Versuche von kurdischen und linken Splittergruppen, gegen den Krieg zu demons­trieren, wurden möglichst im Keim ­erstickt.

Aus Sicht des syrischen Regimes ist eine starke US-Präsenz ebenso unerwünscht wie eine starke türkische Präsenz. Erst Ende Dezember hat Erdoğan den syrischen Präsidenten Bashar al-Assad einen Terroristen genannt und zu dessen Sturz aufgerufen. So wie sich die Türkei in der bereits besetzten Zone eingerichtet hat, spricht alles dafür, dass Erdoğan einmal besetzte Teile Syriens nicht wieder zurückgeben will, jedenfalls nicht an Assad.

Der syrische Diktator bezeichnete die türkische Offensive als »Unterstützung für Terroristen«. Auch das iranische Regime äußerte sich deutlich kritischer als Russland. Doch viel ausrichten konnte Assad nicht. Immerhin ließ die syrische Regierung einen Konvoi mit Kämpferinnen und Kämpfern der YPG von Aleppo nach Afrin passieren.

In der Türkei hingegen fehlt es der »Operation Olivenzweig« nicht an ­Unterstützung. Die Religionsbehörde ließ für deren Gelingen Suren lesen und hängte zwischen die Minarette der Blauen Moschee in Istanbul eine rie­sige Leuchtreklame mit den Worten: »Die Seelen der Märtyrer sollen froh sein!« Mit »Märtyrern« sind die türkischen Gefallenen gemeint.

Kaum weniger enthusiastisch feierte die Parteiführung der größten Oppo­sitionspartei CHP die Offensive, sie krittelte lediglich, dass sie eigentlich längst überfällig gewesen sei. Versuche von kurdischen und linken Splittergruppen, gegen den Krieg zu demons­trieren, wurden möglichst im Keim ­erstickt. Auch in Medien, die Erdoğan sonst ab und an noch zu kritisieren ­wagen, gab es nur wenige Einwände.
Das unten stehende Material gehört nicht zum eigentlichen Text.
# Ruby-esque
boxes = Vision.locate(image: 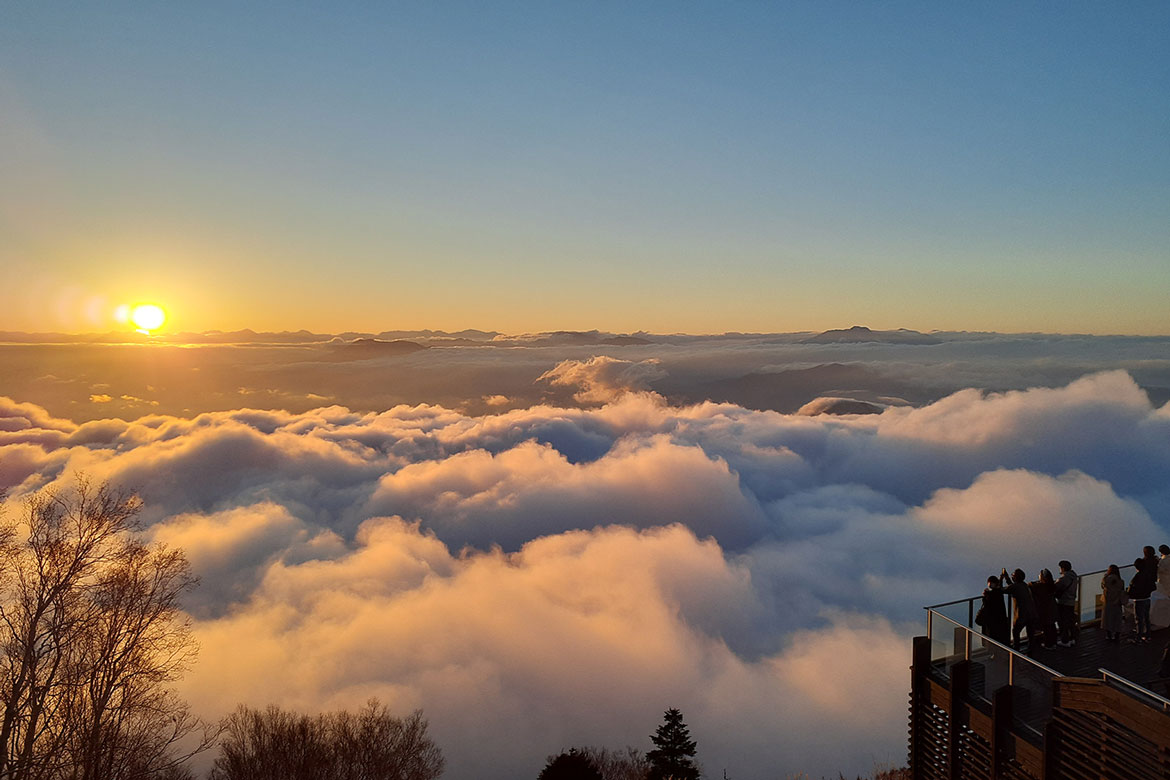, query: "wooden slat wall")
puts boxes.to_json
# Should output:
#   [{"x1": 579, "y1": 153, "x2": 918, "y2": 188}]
[{"x1": 909, "y1": 637, "x2": 1170, "y2": 780}]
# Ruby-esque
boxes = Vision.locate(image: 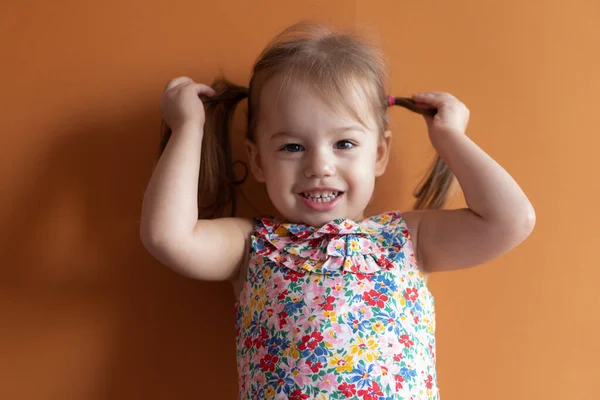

Eine Ausnahme war der 76jährige Journalist Aydın Engin, der aufgrund einer Anklage wegen Mitgliedschaft in einer Terrororganisation ohnehin mit einem Bein im Gefängnis steht. Er nahm in seiner Kolumne kein Blatt vor den Mund. So wie Ministerpräsident Bülent Ecevit nach der Invasion in Zypern 1974 als »Eroberer Zyperns« den höchsten Wahlsieg seiner Partei errungen habe, wolle Erdoğan als »Eroberer Afrins« bei den Präsidentschaftswahlen 2019 antreten, meinte Engin. Er verstehe nicht, warum diese kurdischen Kantone eine Gefahr für die Türkei sein sollen, aber er habe auch keinen einzigen Politiker oder Staat sagen ­hören, dass dies ein Angriffskrieg sei.